Hinsdale volunteer marks 100 years
Kathyrn Brackett, a volunteer at Adventist Hinsdale Hospital, reacts to her 100th birthday celebration Jan. 8. | Curtis Lehmkuhl~Sun-Times Media
Updated: March 18, 2013 1:15AM
HINSDALE — From streetcars to Skype, 100-year-old Kathryn Brackett is familiar with it all.
Brackett fielded questions about a wide variety of topics as she celebrated her birthday at a party with her fellow volunteers at Adventist Hinsdale Hospital Jan. 8.
“It was a big, big surprise,” Brackett said.
Brackett, who turned 100 Dec. 26, has been a hospital volunteer since 1978. She regularly joins a sewing group, which makes dog and cat pillows for children at the hospital.
Members of her family and the hospital staff, including hospital Chief Executive Officer Michael Goebel, stopped by the volunteer office to chat with Brackett and share her birthday cake.
“I’ve enjoyed every bit, the beautiful flowers and all the people,” Brackett said.
This is a time of transition for her, Brackett said. After 74 years of marriage, her husband Harold died in November at 100.
The couple had been living independently in a cottage at King Bruwaert in Burr Ridge, until her husband became too ill and moved into the facility’s health-care center.
“I’m just getting used to living by myself,” Brackett said. The staff at King-Bruwaert House “are trying to get me involved in activities. I think there are a lot of interesting people there.”

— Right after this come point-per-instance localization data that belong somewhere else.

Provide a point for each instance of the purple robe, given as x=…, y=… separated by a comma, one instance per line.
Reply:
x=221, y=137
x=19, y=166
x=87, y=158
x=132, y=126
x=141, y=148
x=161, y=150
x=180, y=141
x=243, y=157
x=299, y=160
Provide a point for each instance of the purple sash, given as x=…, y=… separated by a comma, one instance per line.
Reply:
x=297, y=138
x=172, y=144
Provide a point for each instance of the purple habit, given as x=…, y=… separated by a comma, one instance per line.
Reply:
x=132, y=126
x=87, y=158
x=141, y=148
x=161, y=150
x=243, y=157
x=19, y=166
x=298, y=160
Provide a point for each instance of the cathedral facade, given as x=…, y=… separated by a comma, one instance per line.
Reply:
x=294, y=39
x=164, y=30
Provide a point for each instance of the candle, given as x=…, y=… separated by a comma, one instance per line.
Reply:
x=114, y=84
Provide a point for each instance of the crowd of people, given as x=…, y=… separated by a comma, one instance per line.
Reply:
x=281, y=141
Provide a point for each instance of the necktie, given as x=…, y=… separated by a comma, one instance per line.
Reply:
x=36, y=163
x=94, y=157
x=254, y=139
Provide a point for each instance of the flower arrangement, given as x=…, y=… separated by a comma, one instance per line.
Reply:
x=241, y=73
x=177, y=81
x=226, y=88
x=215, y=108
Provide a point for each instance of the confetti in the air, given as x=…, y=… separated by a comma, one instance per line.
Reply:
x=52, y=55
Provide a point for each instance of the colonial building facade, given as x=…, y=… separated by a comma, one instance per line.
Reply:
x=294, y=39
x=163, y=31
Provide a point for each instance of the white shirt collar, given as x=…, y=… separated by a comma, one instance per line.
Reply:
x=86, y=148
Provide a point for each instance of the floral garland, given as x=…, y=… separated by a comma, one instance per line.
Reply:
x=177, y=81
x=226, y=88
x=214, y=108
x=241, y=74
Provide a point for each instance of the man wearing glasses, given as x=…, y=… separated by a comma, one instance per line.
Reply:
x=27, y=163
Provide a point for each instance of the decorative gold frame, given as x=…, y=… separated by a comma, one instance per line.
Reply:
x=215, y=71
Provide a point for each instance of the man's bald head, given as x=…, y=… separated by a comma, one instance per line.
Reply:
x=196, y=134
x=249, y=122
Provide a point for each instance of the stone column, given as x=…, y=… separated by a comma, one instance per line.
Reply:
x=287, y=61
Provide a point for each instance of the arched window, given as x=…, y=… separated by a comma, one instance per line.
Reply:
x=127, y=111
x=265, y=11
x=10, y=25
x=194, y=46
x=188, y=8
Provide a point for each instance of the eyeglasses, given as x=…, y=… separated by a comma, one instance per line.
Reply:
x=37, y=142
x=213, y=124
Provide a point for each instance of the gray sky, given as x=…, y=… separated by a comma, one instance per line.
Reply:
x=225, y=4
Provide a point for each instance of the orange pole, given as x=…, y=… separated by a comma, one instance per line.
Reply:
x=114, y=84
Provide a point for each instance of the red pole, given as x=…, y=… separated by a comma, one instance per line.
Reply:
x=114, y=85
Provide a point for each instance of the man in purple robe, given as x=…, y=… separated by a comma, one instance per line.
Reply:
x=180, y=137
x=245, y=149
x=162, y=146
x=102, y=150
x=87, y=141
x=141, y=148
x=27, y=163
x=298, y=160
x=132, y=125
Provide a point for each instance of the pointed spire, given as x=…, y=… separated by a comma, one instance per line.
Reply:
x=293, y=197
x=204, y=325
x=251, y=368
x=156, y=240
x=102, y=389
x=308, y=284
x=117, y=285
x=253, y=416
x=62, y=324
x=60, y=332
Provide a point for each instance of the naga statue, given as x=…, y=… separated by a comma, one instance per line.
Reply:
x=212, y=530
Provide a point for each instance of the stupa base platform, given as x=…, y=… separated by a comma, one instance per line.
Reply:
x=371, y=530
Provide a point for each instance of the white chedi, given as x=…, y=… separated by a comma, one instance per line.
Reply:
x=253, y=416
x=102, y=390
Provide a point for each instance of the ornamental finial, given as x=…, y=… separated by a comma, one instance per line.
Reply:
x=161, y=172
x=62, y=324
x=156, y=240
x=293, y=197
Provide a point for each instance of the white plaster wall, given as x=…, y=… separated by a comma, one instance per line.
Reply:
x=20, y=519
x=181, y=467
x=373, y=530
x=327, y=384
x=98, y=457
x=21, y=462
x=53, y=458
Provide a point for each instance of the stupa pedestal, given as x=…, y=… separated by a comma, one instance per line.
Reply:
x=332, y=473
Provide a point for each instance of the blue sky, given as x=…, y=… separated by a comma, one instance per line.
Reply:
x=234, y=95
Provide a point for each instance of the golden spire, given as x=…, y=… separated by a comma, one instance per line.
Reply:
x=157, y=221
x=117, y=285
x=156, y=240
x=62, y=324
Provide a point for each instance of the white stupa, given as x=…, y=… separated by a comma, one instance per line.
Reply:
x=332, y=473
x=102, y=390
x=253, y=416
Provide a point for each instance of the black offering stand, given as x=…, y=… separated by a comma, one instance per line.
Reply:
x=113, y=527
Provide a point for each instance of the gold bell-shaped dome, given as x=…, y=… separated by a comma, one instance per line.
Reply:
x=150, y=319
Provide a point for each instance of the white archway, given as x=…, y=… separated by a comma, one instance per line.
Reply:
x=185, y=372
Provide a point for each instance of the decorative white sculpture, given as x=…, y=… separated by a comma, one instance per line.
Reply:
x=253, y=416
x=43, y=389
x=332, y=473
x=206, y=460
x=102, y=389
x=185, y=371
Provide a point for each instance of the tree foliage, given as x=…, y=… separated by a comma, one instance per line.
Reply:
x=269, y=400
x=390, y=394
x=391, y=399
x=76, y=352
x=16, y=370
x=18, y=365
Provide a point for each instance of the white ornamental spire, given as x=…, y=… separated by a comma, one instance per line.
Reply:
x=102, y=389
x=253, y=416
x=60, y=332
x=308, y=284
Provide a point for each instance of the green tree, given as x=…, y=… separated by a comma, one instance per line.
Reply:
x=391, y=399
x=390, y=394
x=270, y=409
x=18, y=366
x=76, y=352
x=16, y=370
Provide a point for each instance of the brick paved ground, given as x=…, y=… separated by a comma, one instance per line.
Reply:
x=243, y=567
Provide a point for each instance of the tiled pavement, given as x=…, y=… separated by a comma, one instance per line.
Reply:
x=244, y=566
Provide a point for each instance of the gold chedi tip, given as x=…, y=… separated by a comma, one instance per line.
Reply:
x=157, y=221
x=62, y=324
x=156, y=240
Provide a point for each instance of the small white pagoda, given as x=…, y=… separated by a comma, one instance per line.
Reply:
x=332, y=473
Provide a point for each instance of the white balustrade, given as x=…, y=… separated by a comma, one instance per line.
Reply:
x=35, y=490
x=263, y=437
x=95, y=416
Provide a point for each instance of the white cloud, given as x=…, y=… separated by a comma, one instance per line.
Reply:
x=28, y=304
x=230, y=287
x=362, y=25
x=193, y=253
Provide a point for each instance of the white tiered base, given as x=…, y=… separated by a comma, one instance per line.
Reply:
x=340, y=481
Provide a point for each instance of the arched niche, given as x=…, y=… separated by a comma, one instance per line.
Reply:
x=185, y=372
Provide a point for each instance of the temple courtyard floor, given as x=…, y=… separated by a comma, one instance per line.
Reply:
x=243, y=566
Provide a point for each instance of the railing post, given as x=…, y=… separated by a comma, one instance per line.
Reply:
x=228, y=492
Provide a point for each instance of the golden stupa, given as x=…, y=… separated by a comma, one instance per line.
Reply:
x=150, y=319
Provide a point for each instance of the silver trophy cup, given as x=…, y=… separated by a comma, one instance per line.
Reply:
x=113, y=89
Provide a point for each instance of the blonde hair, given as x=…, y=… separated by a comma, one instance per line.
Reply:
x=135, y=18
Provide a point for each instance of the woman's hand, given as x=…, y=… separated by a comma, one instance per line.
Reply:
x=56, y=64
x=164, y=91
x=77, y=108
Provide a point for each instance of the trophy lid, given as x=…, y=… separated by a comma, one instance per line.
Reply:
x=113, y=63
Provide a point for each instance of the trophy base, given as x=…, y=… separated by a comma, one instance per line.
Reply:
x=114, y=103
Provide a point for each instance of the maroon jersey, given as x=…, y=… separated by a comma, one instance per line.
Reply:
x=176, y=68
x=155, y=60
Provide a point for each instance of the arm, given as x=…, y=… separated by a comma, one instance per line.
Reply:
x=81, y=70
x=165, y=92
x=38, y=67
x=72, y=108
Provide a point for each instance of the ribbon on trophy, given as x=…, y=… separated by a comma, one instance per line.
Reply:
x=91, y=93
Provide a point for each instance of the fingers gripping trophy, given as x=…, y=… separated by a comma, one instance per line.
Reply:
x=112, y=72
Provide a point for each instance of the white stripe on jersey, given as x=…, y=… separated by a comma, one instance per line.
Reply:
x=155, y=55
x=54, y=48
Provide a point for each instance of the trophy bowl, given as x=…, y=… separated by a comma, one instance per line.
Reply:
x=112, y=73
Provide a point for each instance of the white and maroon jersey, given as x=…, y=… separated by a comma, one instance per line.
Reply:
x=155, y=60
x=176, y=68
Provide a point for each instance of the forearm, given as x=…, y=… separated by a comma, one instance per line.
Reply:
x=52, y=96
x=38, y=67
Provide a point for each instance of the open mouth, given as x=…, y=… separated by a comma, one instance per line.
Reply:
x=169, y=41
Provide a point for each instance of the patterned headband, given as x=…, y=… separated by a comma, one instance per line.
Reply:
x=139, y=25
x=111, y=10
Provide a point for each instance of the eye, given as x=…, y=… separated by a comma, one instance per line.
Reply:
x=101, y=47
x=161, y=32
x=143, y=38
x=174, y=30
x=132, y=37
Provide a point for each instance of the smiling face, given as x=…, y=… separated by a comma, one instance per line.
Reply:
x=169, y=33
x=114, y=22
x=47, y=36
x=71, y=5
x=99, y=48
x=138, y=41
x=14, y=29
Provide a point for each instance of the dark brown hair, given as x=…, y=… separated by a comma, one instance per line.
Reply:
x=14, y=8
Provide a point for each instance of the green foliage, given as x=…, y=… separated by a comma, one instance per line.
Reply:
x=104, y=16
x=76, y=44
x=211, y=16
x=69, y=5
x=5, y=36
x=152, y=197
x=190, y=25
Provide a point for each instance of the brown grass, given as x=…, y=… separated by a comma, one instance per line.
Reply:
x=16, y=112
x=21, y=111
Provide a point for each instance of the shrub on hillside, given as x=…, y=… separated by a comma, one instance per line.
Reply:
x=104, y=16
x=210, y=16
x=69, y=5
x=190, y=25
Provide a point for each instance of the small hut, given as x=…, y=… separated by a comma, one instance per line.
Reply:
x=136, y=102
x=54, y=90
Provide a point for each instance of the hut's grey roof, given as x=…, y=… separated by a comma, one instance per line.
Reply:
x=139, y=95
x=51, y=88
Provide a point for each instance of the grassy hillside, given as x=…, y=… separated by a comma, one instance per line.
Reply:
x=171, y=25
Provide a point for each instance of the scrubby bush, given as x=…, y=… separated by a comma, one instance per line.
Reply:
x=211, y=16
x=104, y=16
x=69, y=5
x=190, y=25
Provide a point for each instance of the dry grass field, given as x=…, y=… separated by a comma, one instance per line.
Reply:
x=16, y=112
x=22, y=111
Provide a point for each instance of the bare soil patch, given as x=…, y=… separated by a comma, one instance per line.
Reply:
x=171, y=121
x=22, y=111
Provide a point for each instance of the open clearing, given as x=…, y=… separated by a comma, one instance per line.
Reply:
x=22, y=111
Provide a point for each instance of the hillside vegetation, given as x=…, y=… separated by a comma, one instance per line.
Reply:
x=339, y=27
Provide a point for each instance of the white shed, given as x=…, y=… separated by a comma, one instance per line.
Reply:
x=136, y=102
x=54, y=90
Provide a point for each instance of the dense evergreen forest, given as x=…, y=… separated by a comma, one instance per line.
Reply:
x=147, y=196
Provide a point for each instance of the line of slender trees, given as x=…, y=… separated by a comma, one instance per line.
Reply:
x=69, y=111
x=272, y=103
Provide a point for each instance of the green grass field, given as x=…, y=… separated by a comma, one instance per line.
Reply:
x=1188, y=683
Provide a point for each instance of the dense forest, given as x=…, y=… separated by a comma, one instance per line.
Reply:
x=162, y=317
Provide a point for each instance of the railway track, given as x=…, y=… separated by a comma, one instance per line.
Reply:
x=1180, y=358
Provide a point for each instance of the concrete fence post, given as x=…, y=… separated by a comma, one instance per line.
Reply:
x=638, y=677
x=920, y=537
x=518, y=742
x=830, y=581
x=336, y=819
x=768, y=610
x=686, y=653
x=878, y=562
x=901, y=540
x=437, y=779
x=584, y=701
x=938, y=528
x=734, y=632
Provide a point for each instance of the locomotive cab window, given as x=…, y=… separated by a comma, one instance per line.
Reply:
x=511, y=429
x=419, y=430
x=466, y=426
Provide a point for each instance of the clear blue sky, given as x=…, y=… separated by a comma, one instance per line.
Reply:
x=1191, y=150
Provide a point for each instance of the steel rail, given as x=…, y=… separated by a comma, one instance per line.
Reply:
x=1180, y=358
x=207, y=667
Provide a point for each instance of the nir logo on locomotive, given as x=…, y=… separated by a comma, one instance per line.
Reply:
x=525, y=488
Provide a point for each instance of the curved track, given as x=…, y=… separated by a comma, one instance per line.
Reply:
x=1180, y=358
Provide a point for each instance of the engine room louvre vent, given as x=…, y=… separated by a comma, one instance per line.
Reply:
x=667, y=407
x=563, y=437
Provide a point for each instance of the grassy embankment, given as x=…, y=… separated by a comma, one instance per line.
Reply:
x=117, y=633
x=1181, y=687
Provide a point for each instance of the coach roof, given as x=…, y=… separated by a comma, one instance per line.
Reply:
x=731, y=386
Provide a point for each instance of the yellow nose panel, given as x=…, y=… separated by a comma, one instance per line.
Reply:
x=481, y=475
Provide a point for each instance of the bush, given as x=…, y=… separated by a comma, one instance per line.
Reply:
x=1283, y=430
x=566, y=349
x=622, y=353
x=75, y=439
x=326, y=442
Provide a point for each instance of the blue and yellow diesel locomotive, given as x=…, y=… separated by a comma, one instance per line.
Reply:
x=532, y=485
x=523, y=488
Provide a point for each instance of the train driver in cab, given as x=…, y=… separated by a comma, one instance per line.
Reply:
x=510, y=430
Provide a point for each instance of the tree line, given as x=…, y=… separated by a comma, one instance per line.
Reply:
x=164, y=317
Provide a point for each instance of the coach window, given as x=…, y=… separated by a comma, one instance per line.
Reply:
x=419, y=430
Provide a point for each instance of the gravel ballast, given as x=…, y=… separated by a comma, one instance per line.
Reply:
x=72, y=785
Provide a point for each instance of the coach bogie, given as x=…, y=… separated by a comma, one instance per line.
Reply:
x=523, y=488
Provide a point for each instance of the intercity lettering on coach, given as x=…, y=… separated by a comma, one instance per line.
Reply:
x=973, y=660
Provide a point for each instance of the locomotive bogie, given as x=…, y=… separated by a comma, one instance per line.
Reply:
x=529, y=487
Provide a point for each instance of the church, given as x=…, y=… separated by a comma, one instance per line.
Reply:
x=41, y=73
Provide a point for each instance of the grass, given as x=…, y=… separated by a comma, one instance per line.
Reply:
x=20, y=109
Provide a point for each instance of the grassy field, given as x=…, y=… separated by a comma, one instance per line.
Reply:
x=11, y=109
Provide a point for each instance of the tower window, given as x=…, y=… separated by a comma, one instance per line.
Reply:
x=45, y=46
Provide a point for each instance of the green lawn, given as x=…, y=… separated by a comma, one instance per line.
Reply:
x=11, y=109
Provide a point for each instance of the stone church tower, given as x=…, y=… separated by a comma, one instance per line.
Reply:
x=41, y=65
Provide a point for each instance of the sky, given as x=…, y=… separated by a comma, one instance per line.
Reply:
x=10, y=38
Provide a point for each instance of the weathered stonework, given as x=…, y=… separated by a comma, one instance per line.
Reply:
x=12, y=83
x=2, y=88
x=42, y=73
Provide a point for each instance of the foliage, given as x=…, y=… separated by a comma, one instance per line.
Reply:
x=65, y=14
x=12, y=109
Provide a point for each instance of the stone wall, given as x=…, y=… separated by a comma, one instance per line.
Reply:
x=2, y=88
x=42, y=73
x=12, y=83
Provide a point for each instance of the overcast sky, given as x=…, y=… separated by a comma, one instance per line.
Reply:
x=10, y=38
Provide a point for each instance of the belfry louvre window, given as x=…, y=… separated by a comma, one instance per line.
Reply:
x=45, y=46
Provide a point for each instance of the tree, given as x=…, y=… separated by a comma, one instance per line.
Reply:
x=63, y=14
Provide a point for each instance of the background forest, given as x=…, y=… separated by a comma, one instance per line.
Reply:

Brackett grew up in Omaha, where she sometimes rode the streetcar to high school, and sometimes her father drove her in his car. Her family was always quick to get the latest inventions.
“We had one of the first refrigerators in Omaha. We had the first of everything,” she said.
Brackett went to United Presbyterian College in Tarkio, Mo., but did not graduate because she needed to earn money to help her brother get his degree in engineering.
She met her husband when both were working in a research lab for dairy products. After they married in 1938, the couple moved to Illinois. They lived in the same house in Hinsdale for more than 50 years and raised two boys and a girl there.
Their next-door neighbor worked for Rheem Manufacturing, a heating and cooling company. He, the Bracketts and another neighbor on their block all had air-conditioning installed in their homes before most residents.
“It was the first water-cooled air conditioner,” Brackett said.
Her family got its first black-and-white television set in 1951.
“I can’t remember much fuss about that,” Brackett said.
She has a computer and an email account, which she uses primarily to hear about her grandchildren and great-grandchildren and see their photos.